Le dimensioni del fenomeno sono tali per cui non è più sufficiente sperare nell’introduzione di nuovi antimicrobici in grado di aggirare le resistenze batteriche, ma occorre affrontare il problema in termini politico-sociali.

 

La preoccupazione per i possibili sviluppi

Già definita dall'Oms la come una delle grandi emergenze sanitarie) a preoccupare è il trend del fenomeno che, se non sarà interrotto, nel 2050 potrebbe diventare la prima causa di morte in Italia superando le malattie cardiovascolari e i tumori. Causa principe di questa anomala "pandemia” è il non appropriato consumo degli antibiotici usati come panacea di tutti i mali e come tranquillizzante placebo delle ansie sempre più isteriche verso i problemi di salute da parte dei cittadini. Nelle mappe europee relative alla distribuzione dei batteri resistenti in Europa, l'Italia detiene, insieme alla Grecia, il poco invidiabile primato per diffusione di germi "resistenti" e ciò obbliga una serie di riflessioni sia di carattere clinico che economico a difesa del cittadino, paziente e contribuente, che rischia di essere doppiamente vessato: ci rimette in termini di salute e ne deve pure sopportare indirettamente il costo per la gratuità della distribuzione dei farmaci che impatta inesorabilmente sulla pressione fiscale per sostenerla. 

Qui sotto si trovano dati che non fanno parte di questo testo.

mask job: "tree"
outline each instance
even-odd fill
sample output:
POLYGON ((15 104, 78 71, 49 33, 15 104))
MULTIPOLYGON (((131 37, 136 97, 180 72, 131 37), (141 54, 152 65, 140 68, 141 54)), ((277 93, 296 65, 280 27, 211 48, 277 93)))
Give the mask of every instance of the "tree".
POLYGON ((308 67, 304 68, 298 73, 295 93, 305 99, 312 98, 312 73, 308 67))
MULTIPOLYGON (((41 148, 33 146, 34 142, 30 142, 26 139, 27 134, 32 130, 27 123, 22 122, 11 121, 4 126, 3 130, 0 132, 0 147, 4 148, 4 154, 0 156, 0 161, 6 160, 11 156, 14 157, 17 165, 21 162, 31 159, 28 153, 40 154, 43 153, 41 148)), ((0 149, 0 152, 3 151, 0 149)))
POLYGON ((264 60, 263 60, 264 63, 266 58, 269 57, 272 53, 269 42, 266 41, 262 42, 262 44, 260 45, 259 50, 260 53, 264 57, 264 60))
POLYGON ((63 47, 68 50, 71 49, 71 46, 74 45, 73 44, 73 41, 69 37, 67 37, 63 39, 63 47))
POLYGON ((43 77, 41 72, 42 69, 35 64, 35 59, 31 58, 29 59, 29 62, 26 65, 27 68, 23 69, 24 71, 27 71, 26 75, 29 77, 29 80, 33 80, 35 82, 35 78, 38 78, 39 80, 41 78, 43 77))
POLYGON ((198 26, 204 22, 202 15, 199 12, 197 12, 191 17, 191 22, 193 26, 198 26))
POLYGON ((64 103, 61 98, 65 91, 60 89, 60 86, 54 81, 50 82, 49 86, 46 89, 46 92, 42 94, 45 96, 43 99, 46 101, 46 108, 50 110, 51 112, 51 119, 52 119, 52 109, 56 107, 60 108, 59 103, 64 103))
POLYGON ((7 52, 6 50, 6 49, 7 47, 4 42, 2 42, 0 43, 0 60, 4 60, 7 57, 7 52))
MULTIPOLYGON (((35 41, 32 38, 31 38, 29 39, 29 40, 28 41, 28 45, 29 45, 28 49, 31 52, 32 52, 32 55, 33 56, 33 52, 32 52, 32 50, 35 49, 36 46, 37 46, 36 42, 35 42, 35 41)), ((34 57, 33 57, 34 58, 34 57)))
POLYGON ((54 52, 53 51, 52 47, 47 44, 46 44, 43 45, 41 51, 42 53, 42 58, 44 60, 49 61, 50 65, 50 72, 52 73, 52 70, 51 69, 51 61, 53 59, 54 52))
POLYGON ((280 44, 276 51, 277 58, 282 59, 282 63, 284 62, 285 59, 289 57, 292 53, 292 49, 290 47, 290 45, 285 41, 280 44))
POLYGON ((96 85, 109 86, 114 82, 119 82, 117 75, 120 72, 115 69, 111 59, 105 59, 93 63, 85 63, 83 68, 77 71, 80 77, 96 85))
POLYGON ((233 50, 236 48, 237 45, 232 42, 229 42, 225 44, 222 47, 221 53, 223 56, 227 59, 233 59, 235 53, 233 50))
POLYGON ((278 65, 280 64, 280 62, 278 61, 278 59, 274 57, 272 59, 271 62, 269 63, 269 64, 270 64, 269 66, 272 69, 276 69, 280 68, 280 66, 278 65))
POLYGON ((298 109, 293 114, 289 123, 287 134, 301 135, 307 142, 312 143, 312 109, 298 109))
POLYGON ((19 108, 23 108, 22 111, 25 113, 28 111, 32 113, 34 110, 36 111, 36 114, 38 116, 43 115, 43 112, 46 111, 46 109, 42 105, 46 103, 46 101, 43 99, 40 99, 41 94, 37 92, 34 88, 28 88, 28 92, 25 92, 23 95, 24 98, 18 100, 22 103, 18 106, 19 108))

La silente diffusione delle infezioni batterico-resistenti dipende da più di fattori, non ultime le difficoltà per l'industria ad investire adeguate risorse nella ricerca di nuovi antibiotici, ma la causa maggiore rimangono la facilità con cui vengono prescritte e consumate. Sarebbe necessaria una campagna del tipo “non è necessario intossicarsi per un semplice raffreddore”, ma questo probabilmente coinvolge troppi interessi e abitudini. 

Il problema è delicato, perché decisioni sbagliate possono ulteriormente aggravare la situazione, ma ciò da cui non si può prescindere è una presa di coscienza della gravità del fenomeno a tutti i livelli decisionali, compreso il comportamento individuale spesso spinto ad assumere comportamenti irrazionali.

 

Regione che vai, antibiotico che trovi...

Notevole è la variabilità dei consumi a livello di Paesi OCSE, ma a stupire sono anche le differenze regionali nei consumi a carico del Ssn, che sono maggiori al Sud rispetto al Nord e al Centro.

Nelle regioni del Mezzogiorno si riscontra una predilezione per l'utilizzo di antibiotici di seconda scelta. Al di là della prevenzione in ambito ospedaliero, molto c'è ancora da lavorare nell'ambito dell'appropriatezza prescrittiva. Perché la diffusione dei batteri resistenti agli antimicrobici è indicata dall'Oms come una delle grandi emergenze sanitarie che nel 2050 potrebbe provocare oltre 39 milioni di morti nel mondo.

Maggiore responsabile è il Servizio sanitario nazionale che distribuisce il 76% delle dosi utilizzate (e quasi il 90% degli antibiotici sono rimborsati in regime di assistenza convenzionata), ma significativi sono anche gli acquisti effettuati da privati e quindi più difficilmente controllabili. La classe a maggior consumo (36% dei consumi totali) si confermano le penicilline in associazione agli inibitori delle beta-lattamasi, seguiti dai macrolidi e dai fluorochinoloni.

Se si esamina il fenomeno per fasce di età si rileva come la prevalenza nell'uso di antibiotici aumenta con l'avanzare dell'età, raggiungendo il 60% negli over 85, mentre nella popolazione pediatrica i maggiori consumi si concentrano nella fascia di età compresa tra 2 e 5 anni, in cui circa 4 bambini su 10 hanno ricevuto nell'anno almeno una prescrizione di antibiotici. Con queste varianze, difficile dire qual è la soluzione giusta: certamente non lo possono essere tutte quante.